L’effetto “cartoncino disegnato e scarabocchiato” che esiste come sfondo vivo e facente parte integrante della storia e del look vintage della serie, è stato fortemente voluto dalla regista e da Koike stesso.
Poi, la serie può capitare che scivoli nel fuiletton più profondo, con personaggi degni del Fantasma Dell’Opera, come la misteriosa e onnipresente Corte dei Gufi, ma in realtà non si tratta di scivolamento vero e proprio, visto che il personaggio ha queste atmosfere nel dna animato.
Le musiche non sono state affidate allo storico Yuji Ono, ma grazie all’interessamento di Schinichiro Watanabe (Cowboy Bebop, Sakamichi No Apollon), musiche di stile jazz, bebop e altre prendono il sopravvento, avvicinandolo ad una certa idea di noir europea, le musiche di Naruyoshi Kikushi (Trigun) riplasmano un intero mondo, genialmente.
La serie molto difficoltosamente troverà spazio in Italia per esempio nel suo alveo naturale di Italia 1, mentre su canali come RAI 4 o MTV ITALIA potrebbe fare la sua figura.

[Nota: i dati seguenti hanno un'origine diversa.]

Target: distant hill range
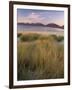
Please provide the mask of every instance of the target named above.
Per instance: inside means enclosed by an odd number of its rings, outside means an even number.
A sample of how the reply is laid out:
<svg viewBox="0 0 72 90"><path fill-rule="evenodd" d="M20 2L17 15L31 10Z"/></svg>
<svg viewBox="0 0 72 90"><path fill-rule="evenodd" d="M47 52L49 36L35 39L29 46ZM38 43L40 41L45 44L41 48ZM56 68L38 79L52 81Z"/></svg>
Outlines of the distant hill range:
<svg viewBox="0 0 72 90"><path fill-rule="evenodd" d="M63 26L59 26L55 23L49 23L47 25L44 25L42 23L17 23L18 25L28 25L28 26L44 26L44 27L52 27L52 28L60 28L60 29L64 29L64 25Z"/></svg>

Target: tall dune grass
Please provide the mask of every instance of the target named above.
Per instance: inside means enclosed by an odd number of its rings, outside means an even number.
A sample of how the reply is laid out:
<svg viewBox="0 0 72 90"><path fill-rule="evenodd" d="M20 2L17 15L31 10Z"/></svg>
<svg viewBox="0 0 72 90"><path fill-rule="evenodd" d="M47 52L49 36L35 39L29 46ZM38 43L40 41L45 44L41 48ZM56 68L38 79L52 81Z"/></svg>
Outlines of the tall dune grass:
<svg viewBox="0 0 72 90"><path fill-rule="evenodd" d="M64 46L53 36L22 40L17 46L18 80L64 77Z"/></svg>

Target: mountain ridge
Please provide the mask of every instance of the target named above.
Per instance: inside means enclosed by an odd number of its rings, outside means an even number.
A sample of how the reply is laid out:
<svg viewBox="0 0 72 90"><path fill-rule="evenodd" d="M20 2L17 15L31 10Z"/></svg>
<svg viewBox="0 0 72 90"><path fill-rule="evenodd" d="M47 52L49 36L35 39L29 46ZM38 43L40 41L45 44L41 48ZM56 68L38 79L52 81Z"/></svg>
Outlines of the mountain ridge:
<svg viewBox="0 0 72 90"><path fill-rule="evenodd" d="M60 28L60 29L64 29L64 25L60 26L58 24L55 23L49 23L49 24L42 24L42 23L17 23L19 25L29 25L29 26L43 26L43 27L52 27L52 28Z"/></svg>

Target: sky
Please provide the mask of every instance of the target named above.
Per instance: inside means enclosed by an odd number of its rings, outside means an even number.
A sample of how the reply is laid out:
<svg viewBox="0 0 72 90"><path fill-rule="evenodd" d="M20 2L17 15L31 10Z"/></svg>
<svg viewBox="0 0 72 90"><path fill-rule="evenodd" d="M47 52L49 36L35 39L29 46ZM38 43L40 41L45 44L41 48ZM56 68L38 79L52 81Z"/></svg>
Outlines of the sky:
<svg viewBox="0 0 72 90"><path fill-rule="evenodd" d="M64 25L64 11L17 9L18 23L55 23Z"/></svg>

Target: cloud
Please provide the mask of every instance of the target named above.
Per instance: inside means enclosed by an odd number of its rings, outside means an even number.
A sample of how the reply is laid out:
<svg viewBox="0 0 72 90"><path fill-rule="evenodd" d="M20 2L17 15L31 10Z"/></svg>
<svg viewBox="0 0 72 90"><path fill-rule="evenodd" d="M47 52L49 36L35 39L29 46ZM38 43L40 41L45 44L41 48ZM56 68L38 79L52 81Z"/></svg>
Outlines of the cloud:
<svg viewBox="0 0 72 90"><path fill-rule="evenodd" d="M18 17L17 22L21 23L42 23L42 24L48 24L48 23L56 23L59 25L63 25L64 20L53 18L51 15L48 15L47 17L43 16L42 13L30 13L27 16L21 16Z"/></svg>
<svg viewBox="0 0 72 90"><path fill-rule="evenodd" d="M18 17L18 22L23 23L42 23L44 21L44 17L37 13L30 13L28 16Z"/></svg>

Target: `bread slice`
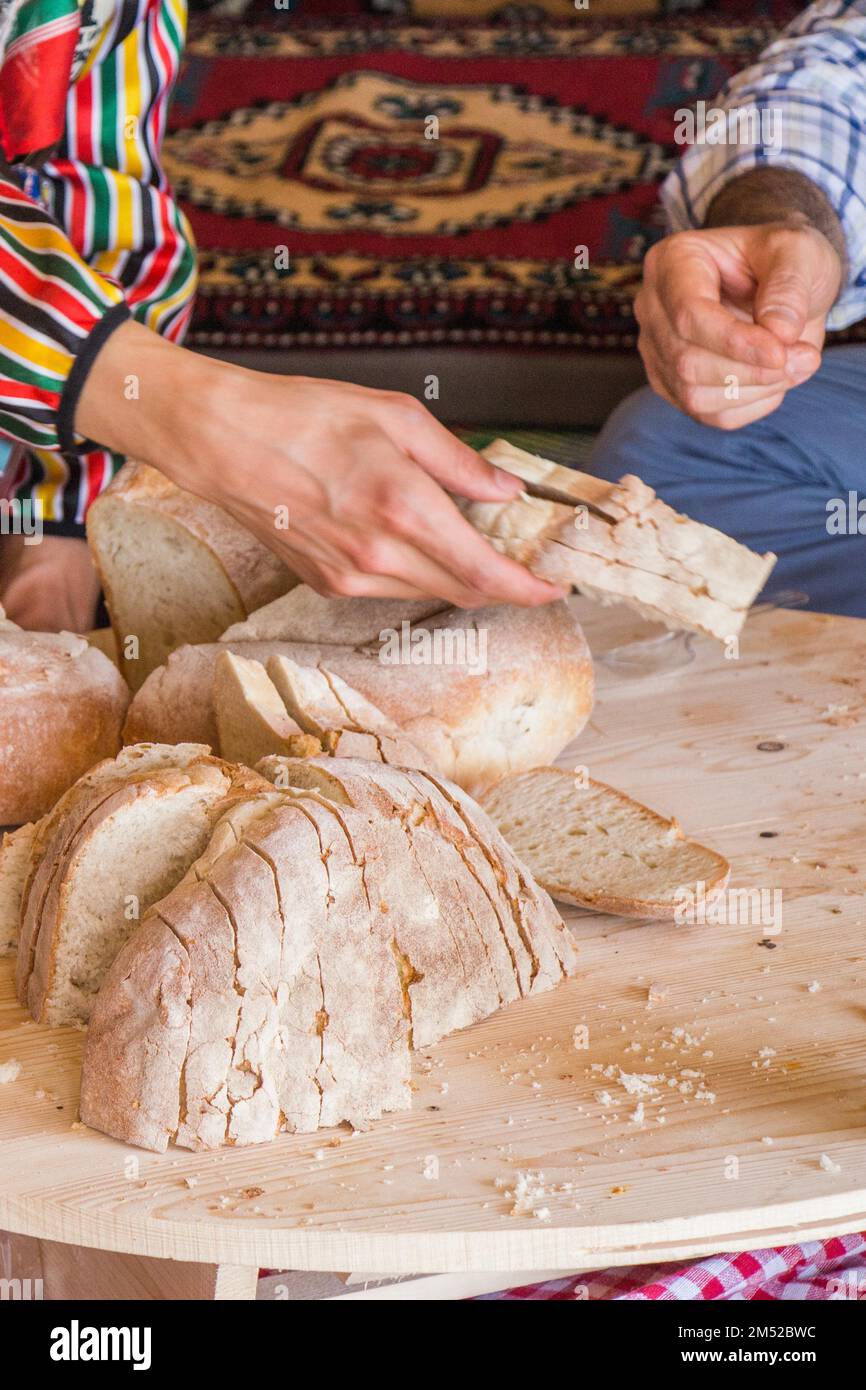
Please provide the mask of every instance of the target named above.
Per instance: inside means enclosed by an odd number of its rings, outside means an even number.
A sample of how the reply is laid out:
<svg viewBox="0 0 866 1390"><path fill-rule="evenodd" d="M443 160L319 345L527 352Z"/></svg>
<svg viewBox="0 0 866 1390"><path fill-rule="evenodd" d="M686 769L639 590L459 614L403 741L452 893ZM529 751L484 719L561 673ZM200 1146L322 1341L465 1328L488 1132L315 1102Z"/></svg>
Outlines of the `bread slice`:
<svg viewBox="0 0 866 1390"><path fill-rule="evenodd" d="M289 594L227 628L221 642L321 642L360 646L388 628L442 613L442 599L327 599L297 584Z"/></svg>
<svg viewBox="0 0 866 1390"><path fill-rule="evenodd" d="M182 646L135 696L124 737L217 744L214 666L227 646L265 662L286 656L297 666L339 676L421 749L431 767L468 791L509 771L553 758L584 727L592 709L592 662L567 603L542 609L448 609L411 628L431 655L442 644L475 655L484 639L485 670L460 663L392 662L378 646L296 642L213 642ZM471 644L470 644L471 638ZM399 653L398 653L399 655Z"/></svg>
<svg viewBox="0 0 866 1390"><path fill-rule="evenodd" d="M125 1143L363 1126L409 1108L413 1045L574 969L553 903L457 788L353 759L265 764L285 795L232 813L96 999L81 1118Z"/></svg>
<svg viewBox="0 0 866 1390"><path fill-rule="evenodd" d="M215 641L296 582L227 512L143 463L96 499L88 542L132 689L177 646Z"/></svg>
<svg viewBox="0 0 866 1390"><path fill-rule="evenodd" d="M197 792L188 788L197 788ZM181 792L179 799L167 799L175 791ZM175 883L200 852L210 837L211 821L261 791L270 791L265 778L213 758L210 749L200 744L125 748L117 758L106 759L79 778L54 810L33 826L28 837L21 837L22 855L26 840L21 883L11 874L0 873L0 912L10 923L15 916L19 922L17 990L21 1002L40 1016L47 1008L46 1020L61 1022L60 1016L49 1017L49 1013L54 1015L49 994L54 988L56 955L60 938L67 933L70 912L74 949L78 949L79 929L85 935L92 933L99 917L103 922L99 930L106 937L104 952L110 958L111 942L118 937L125 940L133 930L152 894L167 891L167 884ZM120 860L129 852L124 835L135 831L140 815L147 815L146 810L140 813L142 796L156 801L152 817L156 838L143 837L140 852L136 851L128 870L121 872ZM188 803L193 806L192 816ZM207 826L196 830L200 803L207 808ZM161 841L160 835L164 837ZM76 867L79 856L83 876ZM114 866L114 880L107 892L101 884L100 856L104 856L106 865ZM160 878L160 865L165 878ZM143 894L139 891L142 883ZM120 888L124 888L122 922L118 915L111 917ZM85 895L83 905L79 905L79 891ZM100 949L99 942L89 947L85 942L85 952L90 955ZM92 990L85 988L85 995L88 992ZM78 1013L75 1020L81 1022Z"/></svg>
<svg viewBox="0 0 866 1390"><path fill-rule="evenodd" d="M286 709L318 739L321 746L316 752L332 758L367 758L398 767L430 766L417 744L336 671L299 666L288 656L272 656L267 669Z"/></svg>
<svg viewBox="0 0 866 1390"><path fill-rule="evenodd" d="M318 739L303 734L288 713L261 662L220 652L214 710L220 752L231 762L254 767L267 753L304 758L321 752Z"/></svg>
<svg viewBox="0 0 866 1390"><path fill-rule="evenodd" d="M0 842L0 956L18 949L21 899L33 848L35 824L7 830Z"/></svg>
<svg viewBox="0 0 866 1390"><path fill-rule="evenodd" d="M56 802L53 809L29 827L31 834L22 835L22 844L25 840L28 842L28 853L21 891L17 892L17 890L11 888L7 892L11 881L6 878L0 880L0 912L4 916L8 915L10 920L13 915L17 913L18 916L21 926L18 970L24 981L26 981L33 967L33 933L40 920L38 912L31 913L28 917L26 908L31 887L43 856L49 853L54 858L63 853L67 838L65 827L75 805L83 796L89 795L93 788L103 787L106 788L106 795L108 795L110 790L124 783L128 777L146 776L147 773L161 771L165 767L185 769L209 758L210 748L207 744L136 744L131 748L121 748L115 758L104 758L79 777ZM25 828L28 827L22 827L22 830ZM18 931L15 931L15 935L18 935Z"/></svg>
<svg viewBox="0 0 866 1390"><path fill-rule="evenodd" d="M740 632L776 564L774 555L756 555L674 512L631 474L619 484L605 482L505 439L482 453L520 478L556 486L610 514L612 521L605 521L527 495L464 506L498 550L601 603L626 603L651 621L726 641Z"/></svg>
<svg viewBox="0 0 866 1390"><path fill-rule="evenodd" d="M43 816L113 756L128 702L120 673L83 637L0 628L0 824Z"/></svg>
<svg viewBox="0 0 866 1390"><path fill-rule="evenodd" d="M730 863L676 820L560 767L503 777L484 809L542 888L623 917L673 919L685 894L720 892Z"/></svg>
<svg viewBox="0 0 866 1390"><path fill-rule="evenodd" d="M26 987L38 1023L86 1023L120 948L206 848L229 785L199 763L132 778L107 798L95 790L78 805L65 853L38 874L44 898Z"/></svg>

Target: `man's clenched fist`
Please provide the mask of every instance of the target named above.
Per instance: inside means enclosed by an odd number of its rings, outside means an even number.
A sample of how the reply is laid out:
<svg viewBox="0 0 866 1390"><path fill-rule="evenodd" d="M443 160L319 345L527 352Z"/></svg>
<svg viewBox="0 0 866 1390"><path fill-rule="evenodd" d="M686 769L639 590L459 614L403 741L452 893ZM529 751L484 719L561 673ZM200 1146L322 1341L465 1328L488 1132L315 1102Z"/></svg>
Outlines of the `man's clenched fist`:
<svg viewBox="0 0 866 1390"><path fill-rule="evenodd" d="M830 240L796 218L667 236L635 303L651 386L719 430L770 414L820 366L841 277Z"/></svg>

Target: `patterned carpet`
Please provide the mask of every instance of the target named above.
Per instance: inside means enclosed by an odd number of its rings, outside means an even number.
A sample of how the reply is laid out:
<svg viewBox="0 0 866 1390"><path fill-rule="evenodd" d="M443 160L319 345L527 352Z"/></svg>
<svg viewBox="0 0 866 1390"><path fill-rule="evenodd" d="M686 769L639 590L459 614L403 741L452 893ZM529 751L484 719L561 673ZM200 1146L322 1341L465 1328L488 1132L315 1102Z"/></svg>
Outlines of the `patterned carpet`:
<svg viewBox="0 0 866 1390"><path fill-rule="evenodd" d="M202 253L190 342L632 349L674 111L799 6L399 3L193 15L165 140Z"/></svg>

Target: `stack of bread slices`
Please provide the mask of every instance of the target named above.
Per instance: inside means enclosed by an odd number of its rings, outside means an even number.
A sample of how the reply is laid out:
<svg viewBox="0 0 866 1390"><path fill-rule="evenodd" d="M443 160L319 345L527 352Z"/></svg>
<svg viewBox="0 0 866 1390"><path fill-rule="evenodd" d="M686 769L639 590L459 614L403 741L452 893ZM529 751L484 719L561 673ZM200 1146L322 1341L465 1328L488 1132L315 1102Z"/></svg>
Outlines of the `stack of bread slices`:
<svg viewBox="0 0 866 1390"><path fill-rule="evenodd" d="M488 456L566 495L467 505L499 549L740 630L773 556L637 478ZM603 516L578 525L569 495ZM89 525L136 694L126 710L85 639L0 620L0 817L24 821L0 848L0 954L33 1019L88 1029L96 1129L163 1150L364 1125L410 1104L413 1047L573 973L552 897L670 919L727 883L676 821L550 766L592 708L566 602L322 599L139 464Z"/></svg>
<svg viewBox="0 0 866 1390"><path fill-rule="evenodd" d="M0 901L21 1001L89 1026L82 1120L153 1150L403 1109L413 1047L575 962L471 798L360 759L128 748L7 841Z"/></svg>

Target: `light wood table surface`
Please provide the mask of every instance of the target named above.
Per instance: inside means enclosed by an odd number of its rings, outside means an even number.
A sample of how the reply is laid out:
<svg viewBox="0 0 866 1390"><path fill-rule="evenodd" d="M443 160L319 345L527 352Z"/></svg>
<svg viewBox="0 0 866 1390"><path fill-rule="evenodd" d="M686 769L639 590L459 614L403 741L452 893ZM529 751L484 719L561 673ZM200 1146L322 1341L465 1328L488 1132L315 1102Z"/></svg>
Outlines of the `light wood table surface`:
<svg viewBox="0 0 866 1390"><path fill-rule="evenodd" d="M642 631L577 607L596 655ZM866 623L765 612L735 660L601 664L560 762L676 815L733 887L780 890L781 930L569 913L577 977L420 1054L411 1113L213 1154L78 1126L82 1034L29 1022L0 962L18 1270L76 1297L253 1297L260 1265L505 1287L866 1226Z"/></svg>

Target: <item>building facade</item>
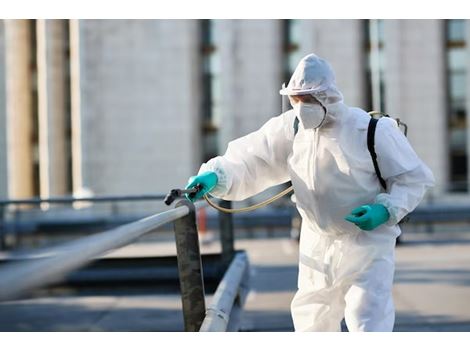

E’ probabile che finisca solamente su satellite per il canale MAN-GA, se Yamato Video, continuerà come sta già facendo, l’acquisizione dell’intera library di Lupin III, ma un passaggio sul digitale terrestre dovrebbe essere garantito da una rivendita di diritti in seconda visione.
In Giappone la serie ha creato interesse, riviste quali Mystery Magazine n°7 e la rivista PEN n°315 hanno dedicato un intero dossier alla serie (e al personaggio) di 70 pagine!
Una notevolissima serie, una grande chicca di animazione.

Davide Tarò

1 Davide Tarò, Mostra di Lupin III per Lucca Comics 2009, citazione tratta dal pannello ‘Lupin III Incontri/Scontri’, 001Media/Mediaset 2009.